To what bodies have you proposed such a law? I'm in total agreement with you.


I would also accept “RENT” or Long Term Rental


Those should be for licenses with an end date. "Subscribe" and "license" don't really imply there being a definite end date to your access, but nevertheless informs you that your access is contingent upon the continued existence of the business in question, unlike things you "buy".


This is the direction NFYs should have gone (could still go).

It would be great to be able to resell digital purchases, but that’s only on the consumer’s interest, so will never happen without an act of ${rule_making_body}.


This fundamentally does not work, because being able to copy is such an essential feature of electronic information. Think about it - you can never really "lose access" to information in the computer world unless you purposefully delete it completely, which cannot be realistically ensured.


I understand what's you're saying, that any digital scarcity is by design and therefore artificial.

But damn I wish my Steam library had a resale value.


As more games become unavailable for purchase (e.g., the recent nonsense Epic pulled with old Unreal games), it will.


So just buy a Kobo device without any account whatsoever and upload DRM-free epubs to it.


And how, pray tell, are they going to find out that you stripped the DRM from the books if you don't distribute them, without violating multiple privacy laws and perhaps even more?

They can't.


I am not sure how they’d know what you do to a file once you copy it to your PC, which is allowed.


While many on HN use Linux most of the world doesn't.

And while iOS, MacOS, Windows, Android are not known to deliver exact details of everything you do it is known they send back some "telemetry".

Given the way the world is going, your comment - while true now - may not be valid in 10 or 20 years.


It would certainly be a departure from now if they started sharing that data with third parties.


There are tradeoffs to cowardice, yeah.


This is absolutely one of those cases where (assuming you don't redistribute the drm-stripped epub) there is a complete ethical justification but a failed business justification, and yet...

... also, I think this is why Jobs didn't bother protecting music with DRM (except for identification of the purchasing account).


This is very little effort to do and yet at some point I stopped bothering or caring.


With Calibre it's basically set it and forget it, as the DeDRM plugin (when installed) will strip DRM on import.


Yeah, it is, but I rarely find the time to plug my Kindle into the PC. Of the many things I need to get done it just doesn’t seem that important worrying about the remote chance that an ebook I’ve read might be removed from my account.
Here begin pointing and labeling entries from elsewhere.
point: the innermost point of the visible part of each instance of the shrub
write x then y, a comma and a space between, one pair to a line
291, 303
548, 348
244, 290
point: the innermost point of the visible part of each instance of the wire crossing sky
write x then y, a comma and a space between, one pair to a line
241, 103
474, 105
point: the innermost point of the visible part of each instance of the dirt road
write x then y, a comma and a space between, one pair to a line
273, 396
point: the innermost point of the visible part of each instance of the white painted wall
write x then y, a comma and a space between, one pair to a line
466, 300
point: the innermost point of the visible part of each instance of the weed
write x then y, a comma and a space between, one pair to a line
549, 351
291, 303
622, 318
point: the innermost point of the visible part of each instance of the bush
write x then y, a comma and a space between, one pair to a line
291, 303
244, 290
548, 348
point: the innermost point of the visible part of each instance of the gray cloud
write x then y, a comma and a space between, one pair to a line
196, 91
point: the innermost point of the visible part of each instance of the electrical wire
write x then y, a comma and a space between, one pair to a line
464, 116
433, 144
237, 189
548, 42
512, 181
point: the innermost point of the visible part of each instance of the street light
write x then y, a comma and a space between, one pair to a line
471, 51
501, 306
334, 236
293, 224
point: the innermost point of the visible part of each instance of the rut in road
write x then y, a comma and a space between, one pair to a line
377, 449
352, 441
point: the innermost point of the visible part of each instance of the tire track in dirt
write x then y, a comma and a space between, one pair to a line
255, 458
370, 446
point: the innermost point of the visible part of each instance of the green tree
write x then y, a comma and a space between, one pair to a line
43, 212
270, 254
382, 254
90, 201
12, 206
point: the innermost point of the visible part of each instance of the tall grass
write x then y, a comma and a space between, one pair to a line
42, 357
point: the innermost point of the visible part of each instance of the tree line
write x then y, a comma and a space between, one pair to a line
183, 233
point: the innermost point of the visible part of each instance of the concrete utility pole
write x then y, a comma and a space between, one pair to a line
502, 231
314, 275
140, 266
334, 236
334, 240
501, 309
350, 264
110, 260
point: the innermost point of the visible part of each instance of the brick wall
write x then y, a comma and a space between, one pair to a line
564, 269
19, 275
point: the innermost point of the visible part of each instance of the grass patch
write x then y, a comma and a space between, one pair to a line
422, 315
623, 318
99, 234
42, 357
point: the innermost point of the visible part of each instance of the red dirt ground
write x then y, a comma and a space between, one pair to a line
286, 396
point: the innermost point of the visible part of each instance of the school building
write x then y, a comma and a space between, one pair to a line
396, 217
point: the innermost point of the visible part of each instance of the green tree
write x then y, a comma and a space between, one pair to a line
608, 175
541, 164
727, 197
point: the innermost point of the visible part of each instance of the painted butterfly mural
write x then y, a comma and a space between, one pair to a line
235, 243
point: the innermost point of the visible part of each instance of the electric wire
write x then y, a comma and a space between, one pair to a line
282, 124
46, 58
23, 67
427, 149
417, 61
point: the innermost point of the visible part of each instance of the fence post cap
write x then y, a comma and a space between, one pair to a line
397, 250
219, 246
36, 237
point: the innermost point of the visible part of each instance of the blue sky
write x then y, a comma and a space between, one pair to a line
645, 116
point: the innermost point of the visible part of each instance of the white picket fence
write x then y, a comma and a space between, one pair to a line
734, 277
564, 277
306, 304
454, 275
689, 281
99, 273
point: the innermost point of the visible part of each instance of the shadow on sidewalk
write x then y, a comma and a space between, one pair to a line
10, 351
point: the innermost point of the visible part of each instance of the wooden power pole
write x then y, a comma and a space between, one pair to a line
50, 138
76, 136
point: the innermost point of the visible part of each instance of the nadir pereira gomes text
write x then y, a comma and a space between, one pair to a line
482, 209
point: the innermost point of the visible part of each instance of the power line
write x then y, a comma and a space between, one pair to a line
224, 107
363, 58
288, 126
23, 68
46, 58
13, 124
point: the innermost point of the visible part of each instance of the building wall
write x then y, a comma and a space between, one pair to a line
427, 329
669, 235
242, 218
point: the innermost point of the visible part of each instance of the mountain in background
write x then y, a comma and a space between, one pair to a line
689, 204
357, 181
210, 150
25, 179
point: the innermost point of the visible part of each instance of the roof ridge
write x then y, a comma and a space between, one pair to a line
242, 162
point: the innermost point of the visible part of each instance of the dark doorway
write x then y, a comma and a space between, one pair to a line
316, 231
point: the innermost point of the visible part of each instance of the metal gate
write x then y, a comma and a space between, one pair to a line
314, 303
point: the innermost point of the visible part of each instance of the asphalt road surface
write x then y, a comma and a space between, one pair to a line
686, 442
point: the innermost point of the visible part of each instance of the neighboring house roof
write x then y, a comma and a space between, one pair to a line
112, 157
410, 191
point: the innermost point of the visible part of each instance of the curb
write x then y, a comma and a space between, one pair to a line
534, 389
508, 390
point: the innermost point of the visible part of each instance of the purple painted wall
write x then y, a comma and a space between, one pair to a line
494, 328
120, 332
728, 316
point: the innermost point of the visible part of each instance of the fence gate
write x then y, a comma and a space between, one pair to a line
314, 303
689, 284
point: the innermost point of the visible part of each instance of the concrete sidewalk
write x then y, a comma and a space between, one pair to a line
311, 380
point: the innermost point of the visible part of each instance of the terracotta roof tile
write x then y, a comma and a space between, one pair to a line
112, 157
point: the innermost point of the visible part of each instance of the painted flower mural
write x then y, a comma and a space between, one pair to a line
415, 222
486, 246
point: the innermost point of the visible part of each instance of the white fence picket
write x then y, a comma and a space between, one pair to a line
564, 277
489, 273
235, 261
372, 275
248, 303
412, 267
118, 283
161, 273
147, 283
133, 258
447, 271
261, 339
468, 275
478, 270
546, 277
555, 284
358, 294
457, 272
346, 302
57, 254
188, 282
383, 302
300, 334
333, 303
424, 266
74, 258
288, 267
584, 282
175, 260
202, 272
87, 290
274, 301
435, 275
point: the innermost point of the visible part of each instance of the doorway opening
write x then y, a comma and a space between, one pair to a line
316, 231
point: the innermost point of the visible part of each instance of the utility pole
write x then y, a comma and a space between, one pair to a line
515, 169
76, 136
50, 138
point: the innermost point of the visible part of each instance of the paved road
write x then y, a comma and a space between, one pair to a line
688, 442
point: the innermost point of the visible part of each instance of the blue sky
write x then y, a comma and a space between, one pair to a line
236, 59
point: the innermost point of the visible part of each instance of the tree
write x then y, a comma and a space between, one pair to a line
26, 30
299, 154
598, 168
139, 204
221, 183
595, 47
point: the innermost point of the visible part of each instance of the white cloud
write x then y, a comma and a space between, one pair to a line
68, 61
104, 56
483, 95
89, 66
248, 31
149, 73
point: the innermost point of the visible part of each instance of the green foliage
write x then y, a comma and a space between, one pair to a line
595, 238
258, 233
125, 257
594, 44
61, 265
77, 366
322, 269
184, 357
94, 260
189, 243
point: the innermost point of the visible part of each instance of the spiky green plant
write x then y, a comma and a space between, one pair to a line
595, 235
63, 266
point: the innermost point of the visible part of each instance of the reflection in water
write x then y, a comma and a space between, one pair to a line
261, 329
I do this as well - they should be unencumbered to begin with. Fortunately the most popular format is trivial to remove the DRM.


I don’t think Amazon’s KFX DRM has been fully broken yet. It’s at the cat-and-mouse stage. The DeDRM tools work for some books some days, and then Amazon tweaks something and it’s broken again. To me, it feels like the beginning of the end of easily cracked DRM.

There are KFX workarounds, like getting Amazon to provide the book in the older format, but then you lose all the features only present in the KFX format.

Or were you talking about epub? I used to buy epubs from the Google store but I only bought titles that weren’t DRMed. Are epubs from Google or Apple or Kobo easily cracked?


Epubs from most suppliers use Adobe’s solution. Which has been cracked for years.


I had to look it up. It looks like Google uses Adobe’s DRM, but Apple does not. They use their own DRM called FairPlay and it has not been cracked.


where do you buy them?


I believe pretty much all epub DRM can be cracked nowadays.